Es geht ihr darum, den entgangenen Gewinn zu ersetzen. Welcher Gewinn eingetreten wäre, lässt sich in der Regel nur mit einer gewissen Wahrscheinlichkeit feststellen, weil der Verlauf bis zum Gewinn rein hypothetisch ist. Das heißt aber nicht, dass, wenn die Höhe des Gewinns sogar feststeht, der Gewinn nicht vom Schadensersatzanspruch umfasst wird. Nach juristischer Logik haben wir es mit einem Erst-recht-Schluss zu tun: Wenn schon eine gewisse Wahrscheinlichkeit für den Gewinn genügt, dann genügt es erst recht, wenn die Wahrscheinlichkeit sich zur Gewissheit verdichtet.

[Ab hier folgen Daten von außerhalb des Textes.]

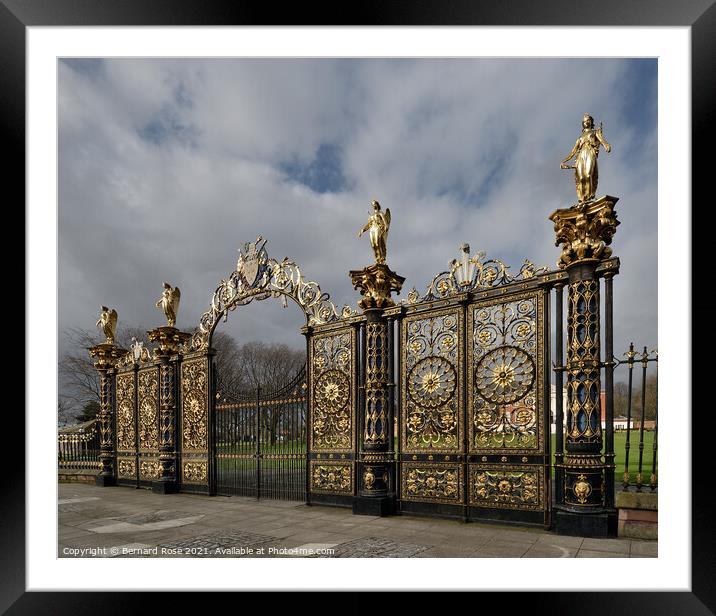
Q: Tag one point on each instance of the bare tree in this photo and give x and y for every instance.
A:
(231, 378)
(270, 365)
(261, 365)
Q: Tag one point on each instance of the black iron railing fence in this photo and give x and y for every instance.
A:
(640, 420)
(261, 441)
(78, 447)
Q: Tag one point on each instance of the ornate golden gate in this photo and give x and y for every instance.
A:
(474, 394)
(438, 405)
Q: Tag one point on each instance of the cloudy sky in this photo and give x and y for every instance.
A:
(166, 167)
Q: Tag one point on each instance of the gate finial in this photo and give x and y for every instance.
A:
(169, 302)
(378, 225)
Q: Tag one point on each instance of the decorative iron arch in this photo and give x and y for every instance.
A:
(257, 277)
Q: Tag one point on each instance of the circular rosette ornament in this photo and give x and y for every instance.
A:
(432, 382)
(332, 391)
(504, 375)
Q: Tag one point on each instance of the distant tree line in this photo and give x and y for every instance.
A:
(241, 367)
(621, 398)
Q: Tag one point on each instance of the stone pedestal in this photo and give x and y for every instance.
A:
(169, 338)
(376, 459)
(583, 508)
(106, 354)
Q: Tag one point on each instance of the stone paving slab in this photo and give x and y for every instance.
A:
(138, 522)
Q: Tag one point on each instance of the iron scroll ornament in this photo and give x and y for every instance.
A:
(472, 273)
(257, 277)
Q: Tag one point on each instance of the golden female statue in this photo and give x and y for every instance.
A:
(108, 322)
(585, 152)
(169, 302)
(378, 225)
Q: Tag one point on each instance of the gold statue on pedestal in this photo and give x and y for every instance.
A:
(378, 225)
(376, 282)
(585, 153)
(169, 302)
(108, 322)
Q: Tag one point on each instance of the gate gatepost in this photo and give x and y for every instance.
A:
(584, 506)
(376, 458)
(169, 338)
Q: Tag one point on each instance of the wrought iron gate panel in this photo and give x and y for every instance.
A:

Bei deiner Wortlautargumentation verkennst du, dass der Wortlaut nicht das einzige Auslegungskriterium ist. Davon abgesehen ist deine Wortlautargumentation auch für sich genommen nicht zwingend. Denn es ist eben sehr wahrscheinlich - ja sogar nahezu sicher! -, dass, wenn auch diesmal Lotto gespielt worden wäre, der Gewinn eingetreten wäre.
Davon abgesehen ignorierst du völlig die Teleologie. Wenn halbwegs sicher ist, dass der Gewinn eingetreten wäre, dann wäre es doch total widersinnig zu sagen, dass es zwar halbwegs sicher ist, im Vorfeld der Lottoziehung aber doch total unwahrscheinlich war. Für eine derart unsinnige Regelung gäbe es keinen einzigen Grund.
Du kannst sachliche Argumente übrigens nicht dadurch ersetzen, dass du etwas, das du nicht verstehst, als „Unsinn“ qualifizierst.